Afterwards, back out on the street, Kate and Ian laughed so hard they thought their sides would burst. They tried on a considerably more modest solitaire in Tiffany at Galeries Lafayette, but ultimately decided to get a less expensive copy made in Hatton Garden when they got home.
When they weren’t shopping for a fantasy engagement ring, they stopped on street corners all over Paris to share kisses. They held hands over dinner, breakfast and lunch. They twirled round the Tuileries like a couple half their age.
On the Eurostar back to London, Kate felt a sense of calm underlying the excitement of what was to come. She looked at Ian dozing beside her. That snore of his was now hers for life, but she didn’t mind about that. Ian really wanted her, and she wanted him too. More than anything. They would look after each other. Together they would build a wonderful life. At last Kate had found her for-ever love.
Back in London, the guy in the dry-cleaner’s asked Kate if she was sure she hadn’t flown to Poland for a quick nip and tuck, rather than to Paris for a mini-break.
‘You look radiant,’ he said.
Kate’s mother agreed with the dry-cleaner’s pronouncement when she saw Kate climb out of Ian’s car the following Saturday. When the news had been shared, Elaine clapped her hands together and said, ‘I knew it! I knew it the moment I saw you get out of the car. You look transformed.’

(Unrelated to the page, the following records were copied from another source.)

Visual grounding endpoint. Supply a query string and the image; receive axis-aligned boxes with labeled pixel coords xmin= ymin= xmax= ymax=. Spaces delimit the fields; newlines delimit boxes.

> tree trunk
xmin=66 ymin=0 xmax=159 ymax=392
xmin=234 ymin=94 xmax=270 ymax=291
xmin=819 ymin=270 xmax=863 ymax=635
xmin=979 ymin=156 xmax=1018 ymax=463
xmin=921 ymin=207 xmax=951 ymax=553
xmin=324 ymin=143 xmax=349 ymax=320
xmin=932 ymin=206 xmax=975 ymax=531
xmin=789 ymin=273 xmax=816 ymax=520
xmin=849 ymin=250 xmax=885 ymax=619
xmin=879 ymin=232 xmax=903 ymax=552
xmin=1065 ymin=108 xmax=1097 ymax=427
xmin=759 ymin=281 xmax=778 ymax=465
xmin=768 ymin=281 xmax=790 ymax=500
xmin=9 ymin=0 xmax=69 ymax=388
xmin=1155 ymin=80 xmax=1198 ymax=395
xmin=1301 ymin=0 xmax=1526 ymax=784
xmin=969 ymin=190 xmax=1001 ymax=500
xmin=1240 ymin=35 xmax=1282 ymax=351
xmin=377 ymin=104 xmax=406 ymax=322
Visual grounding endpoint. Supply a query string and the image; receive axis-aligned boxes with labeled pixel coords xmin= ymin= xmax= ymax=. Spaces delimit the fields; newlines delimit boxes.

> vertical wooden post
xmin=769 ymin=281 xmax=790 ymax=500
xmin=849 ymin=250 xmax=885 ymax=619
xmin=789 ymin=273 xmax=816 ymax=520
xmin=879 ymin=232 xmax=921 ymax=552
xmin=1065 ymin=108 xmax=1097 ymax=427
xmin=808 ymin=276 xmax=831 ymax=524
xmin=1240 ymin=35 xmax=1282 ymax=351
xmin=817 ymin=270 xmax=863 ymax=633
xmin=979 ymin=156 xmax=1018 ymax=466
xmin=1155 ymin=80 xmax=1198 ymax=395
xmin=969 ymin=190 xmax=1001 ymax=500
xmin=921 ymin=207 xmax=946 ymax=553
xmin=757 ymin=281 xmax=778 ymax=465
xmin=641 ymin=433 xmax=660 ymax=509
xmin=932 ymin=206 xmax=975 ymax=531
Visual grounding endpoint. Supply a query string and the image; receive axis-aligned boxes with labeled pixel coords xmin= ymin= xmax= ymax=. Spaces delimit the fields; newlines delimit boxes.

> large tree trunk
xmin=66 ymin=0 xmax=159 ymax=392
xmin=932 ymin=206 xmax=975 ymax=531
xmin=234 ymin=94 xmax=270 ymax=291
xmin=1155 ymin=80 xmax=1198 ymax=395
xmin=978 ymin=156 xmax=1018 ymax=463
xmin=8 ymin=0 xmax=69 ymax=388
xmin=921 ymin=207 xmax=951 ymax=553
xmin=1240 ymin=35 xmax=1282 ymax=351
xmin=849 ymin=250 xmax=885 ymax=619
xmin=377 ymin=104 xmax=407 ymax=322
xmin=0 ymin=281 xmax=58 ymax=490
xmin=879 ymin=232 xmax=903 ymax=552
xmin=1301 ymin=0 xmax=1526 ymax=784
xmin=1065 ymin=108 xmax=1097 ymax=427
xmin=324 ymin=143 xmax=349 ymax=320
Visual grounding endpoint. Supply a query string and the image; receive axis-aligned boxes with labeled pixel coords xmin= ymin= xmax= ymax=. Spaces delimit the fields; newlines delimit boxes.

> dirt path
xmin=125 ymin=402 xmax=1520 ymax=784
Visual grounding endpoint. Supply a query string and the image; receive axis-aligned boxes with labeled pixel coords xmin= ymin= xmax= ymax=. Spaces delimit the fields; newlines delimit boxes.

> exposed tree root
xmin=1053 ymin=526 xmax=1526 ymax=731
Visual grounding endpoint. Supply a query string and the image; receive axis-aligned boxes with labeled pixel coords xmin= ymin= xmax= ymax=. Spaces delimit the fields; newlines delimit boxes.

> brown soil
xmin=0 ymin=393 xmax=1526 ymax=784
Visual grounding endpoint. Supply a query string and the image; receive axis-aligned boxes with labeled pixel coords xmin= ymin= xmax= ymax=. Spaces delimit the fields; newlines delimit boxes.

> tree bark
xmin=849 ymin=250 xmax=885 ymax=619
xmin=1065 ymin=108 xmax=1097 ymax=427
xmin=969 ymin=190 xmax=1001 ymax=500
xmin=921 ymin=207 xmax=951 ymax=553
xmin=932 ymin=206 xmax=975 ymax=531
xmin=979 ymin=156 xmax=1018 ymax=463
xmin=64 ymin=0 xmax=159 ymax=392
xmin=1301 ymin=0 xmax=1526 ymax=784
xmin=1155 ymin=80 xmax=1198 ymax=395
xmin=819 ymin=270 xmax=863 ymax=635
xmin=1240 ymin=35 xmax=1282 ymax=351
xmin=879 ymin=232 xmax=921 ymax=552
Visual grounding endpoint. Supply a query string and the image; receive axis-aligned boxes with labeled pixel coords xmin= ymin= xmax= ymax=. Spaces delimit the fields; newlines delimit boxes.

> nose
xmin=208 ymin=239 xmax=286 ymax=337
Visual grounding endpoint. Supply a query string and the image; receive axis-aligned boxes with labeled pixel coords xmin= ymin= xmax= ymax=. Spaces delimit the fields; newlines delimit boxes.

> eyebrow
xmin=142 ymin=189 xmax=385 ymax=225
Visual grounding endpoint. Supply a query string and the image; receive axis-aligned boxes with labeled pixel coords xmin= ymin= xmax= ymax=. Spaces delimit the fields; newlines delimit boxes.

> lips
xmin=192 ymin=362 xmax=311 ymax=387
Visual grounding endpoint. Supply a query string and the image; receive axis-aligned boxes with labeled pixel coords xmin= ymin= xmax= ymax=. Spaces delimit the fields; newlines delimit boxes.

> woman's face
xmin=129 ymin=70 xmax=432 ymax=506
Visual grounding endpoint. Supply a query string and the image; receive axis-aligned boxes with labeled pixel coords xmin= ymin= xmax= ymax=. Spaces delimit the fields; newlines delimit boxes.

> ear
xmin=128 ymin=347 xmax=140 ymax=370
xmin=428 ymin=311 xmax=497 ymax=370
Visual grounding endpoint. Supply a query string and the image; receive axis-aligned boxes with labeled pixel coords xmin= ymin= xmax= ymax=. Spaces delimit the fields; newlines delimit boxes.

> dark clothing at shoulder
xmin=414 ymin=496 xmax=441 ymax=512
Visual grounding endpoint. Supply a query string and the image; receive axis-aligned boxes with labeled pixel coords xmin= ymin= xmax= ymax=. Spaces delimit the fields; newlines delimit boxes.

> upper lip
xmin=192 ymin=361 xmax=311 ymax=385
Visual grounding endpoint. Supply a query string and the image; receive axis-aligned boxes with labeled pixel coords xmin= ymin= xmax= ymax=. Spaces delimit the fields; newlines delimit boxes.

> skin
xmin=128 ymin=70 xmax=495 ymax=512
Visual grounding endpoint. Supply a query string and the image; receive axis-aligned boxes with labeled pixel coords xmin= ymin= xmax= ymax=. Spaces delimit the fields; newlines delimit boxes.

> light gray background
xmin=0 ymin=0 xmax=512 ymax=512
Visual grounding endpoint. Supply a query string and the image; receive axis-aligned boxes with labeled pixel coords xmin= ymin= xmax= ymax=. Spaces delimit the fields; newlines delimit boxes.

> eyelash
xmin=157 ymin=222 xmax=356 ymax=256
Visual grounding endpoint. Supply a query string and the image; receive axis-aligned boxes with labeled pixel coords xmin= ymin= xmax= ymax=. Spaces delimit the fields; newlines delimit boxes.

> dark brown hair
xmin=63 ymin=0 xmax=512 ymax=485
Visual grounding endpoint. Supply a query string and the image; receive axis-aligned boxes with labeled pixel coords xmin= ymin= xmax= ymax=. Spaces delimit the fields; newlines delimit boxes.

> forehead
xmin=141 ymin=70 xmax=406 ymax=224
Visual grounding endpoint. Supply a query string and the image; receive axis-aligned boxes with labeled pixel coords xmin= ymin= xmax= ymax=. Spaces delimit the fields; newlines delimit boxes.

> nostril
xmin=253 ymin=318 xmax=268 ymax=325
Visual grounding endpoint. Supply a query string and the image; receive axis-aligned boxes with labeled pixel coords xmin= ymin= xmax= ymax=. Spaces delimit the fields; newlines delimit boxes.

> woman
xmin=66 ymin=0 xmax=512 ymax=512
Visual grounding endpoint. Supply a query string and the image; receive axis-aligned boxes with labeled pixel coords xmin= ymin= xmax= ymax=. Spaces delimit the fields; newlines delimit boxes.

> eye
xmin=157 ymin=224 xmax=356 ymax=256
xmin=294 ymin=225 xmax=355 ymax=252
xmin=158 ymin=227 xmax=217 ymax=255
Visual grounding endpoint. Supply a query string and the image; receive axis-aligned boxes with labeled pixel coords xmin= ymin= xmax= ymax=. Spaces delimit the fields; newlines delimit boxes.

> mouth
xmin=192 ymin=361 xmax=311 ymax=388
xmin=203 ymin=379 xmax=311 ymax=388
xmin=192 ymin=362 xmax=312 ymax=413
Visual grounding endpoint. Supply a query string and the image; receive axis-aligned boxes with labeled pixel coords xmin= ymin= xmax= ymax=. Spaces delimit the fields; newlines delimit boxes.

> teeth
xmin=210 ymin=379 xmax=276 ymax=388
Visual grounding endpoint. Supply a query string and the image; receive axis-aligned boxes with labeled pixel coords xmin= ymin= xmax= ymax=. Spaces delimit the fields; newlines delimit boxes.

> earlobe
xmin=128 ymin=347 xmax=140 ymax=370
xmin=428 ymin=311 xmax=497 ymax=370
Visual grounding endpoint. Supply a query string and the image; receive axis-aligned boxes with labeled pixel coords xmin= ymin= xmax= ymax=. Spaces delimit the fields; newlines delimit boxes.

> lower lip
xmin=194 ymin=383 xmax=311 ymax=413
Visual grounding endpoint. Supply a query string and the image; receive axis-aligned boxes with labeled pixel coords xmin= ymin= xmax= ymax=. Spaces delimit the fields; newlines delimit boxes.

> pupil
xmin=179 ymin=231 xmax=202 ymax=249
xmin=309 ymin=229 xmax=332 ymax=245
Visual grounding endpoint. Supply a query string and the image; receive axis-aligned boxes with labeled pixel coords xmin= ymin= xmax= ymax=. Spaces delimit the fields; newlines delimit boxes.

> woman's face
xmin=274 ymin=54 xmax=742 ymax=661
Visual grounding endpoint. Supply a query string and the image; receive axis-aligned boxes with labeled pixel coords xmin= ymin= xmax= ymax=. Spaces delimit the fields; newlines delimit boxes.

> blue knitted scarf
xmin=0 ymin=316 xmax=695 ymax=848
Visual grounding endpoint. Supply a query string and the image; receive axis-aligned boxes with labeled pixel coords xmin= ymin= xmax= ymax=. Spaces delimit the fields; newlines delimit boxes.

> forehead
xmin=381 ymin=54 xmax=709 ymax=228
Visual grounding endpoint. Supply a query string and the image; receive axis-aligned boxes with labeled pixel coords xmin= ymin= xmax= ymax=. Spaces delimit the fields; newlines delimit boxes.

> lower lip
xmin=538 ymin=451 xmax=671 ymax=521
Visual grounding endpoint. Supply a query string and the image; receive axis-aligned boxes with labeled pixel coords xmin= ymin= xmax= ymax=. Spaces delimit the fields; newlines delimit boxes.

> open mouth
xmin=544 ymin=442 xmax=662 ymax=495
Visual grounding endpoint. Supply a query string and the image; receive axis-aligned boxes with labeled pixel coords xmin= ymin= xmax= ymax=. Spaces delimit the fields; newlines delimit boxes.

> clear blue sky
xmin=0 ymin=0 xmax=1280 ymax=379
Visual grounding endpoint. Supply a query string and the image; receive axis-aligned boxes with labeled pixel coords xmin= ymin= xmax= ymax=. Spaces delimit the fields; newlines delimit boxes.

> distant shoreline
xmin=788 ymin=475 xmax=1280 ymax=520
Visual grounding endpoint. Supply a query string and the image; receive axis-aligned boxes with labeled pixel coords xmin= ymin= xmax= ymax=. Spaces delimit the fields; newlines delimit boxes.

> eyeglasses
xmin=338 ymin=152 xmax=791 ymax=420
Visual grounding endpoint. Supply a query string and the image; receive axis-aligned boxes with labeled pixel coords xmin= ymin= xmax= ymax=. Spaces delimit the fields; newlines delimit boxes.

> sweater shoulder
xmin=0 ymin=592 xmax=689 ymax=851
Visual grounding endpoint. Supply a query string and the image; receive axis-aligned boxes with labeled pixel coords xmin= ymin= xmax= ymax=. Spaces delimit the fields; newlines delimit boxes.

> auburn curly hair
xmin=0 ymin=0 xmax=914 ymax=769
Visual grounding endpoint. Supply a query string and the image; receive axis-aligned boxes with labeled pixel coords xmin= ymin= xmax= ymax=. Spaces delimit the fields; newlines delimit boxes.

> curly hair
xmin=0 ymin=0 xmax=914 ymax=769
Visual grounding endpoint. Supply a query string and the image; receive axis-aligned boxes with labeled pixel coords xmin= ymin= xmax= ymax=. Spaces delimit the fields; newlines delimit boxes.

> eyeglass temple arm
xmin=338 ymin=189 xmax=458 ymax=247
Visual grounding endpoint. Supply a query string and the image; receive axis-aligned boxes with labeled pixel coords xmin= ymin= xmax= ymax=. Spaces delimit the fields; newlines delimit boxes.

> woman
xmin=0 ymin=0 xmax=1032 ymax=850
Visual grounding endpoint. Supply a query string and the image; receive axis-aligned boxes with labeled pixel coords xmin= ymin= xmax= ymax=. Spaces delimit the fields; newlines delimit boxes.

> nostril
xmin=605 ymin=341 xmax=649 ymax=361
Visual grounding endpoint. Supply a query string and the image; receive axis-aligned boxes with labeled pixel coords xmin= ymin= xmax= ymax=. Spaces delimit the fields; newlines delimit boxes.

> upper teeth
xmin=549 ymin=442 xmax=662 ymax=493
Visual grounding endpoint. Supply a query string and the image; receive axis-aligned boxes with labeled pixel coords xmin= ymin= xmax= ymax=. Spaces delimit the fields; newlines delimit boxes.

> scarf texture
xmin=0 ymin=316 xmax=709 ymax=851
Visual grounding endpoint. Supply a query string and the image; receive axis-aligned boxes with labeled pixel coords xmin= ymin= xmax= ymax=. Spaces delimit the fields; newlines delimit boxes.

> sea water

And Kate really did feel transformed. All her adult life she had told herself that it didn’t bother her whether she got married or not, but the truth was, she had been blindsided by joy. And there was something about her parents’ reaction that gave the lie to the notion that they too had been entirely happy with her prolonged bout of spinsterhood. The only word for her parents that afternoon was ‘ecstatic’. Their unabashed happiness made Kate feel happier s
till.
When Tess arrived, an hour or so later, she squealed her own delight at her big sister’s announcement. Mike shook Ian’s hand and assured him, in dark tones, ‘The fun starts here.’
Lily, just turned six, seemed a little confused by all the congratulations and the kissing.
‘You’re going to have an uncle Ian,’ Tess told her.
‘I thought you said I could have a Dream Pony stable set,’ Lily responded.
After much prompting, Lily eventually wished her Auntie Kate ‘Congratulations’ and gave her new Uncle Ian a reluctant kiss on the cheek. Then she insisted on all the lights in her grandparents’ living room being turned off so that she could put on ‘a show’ in the newly engaged couple’s honour.
‘This is such good news, Kate.’ Tess wouldn’t stop squeezing her hand all afternoon and evening. ‘Especially, you know, especially right now.’ Tess looked deep into her eyes.
At last Kate caught her meaning. In all the excitement about the engagement, Kate had forgotten that her mother had been in hospital that week, as an out-patient, for some tests following an abnormal mammogram. Nothing serious, they’d hoped, but Kate had completely forgotten to ask the outcome. She followed her mother out to the kitchen to help her make another round of tea.
‘How was the hospital visit?’ Kate asked.
‘Let’s not talk about that now,’ said Elaine. ‘It was boring. Today is about your engagement.’ Elaine cupped Kate’s face in her hands. ‘My little girl is getting married!’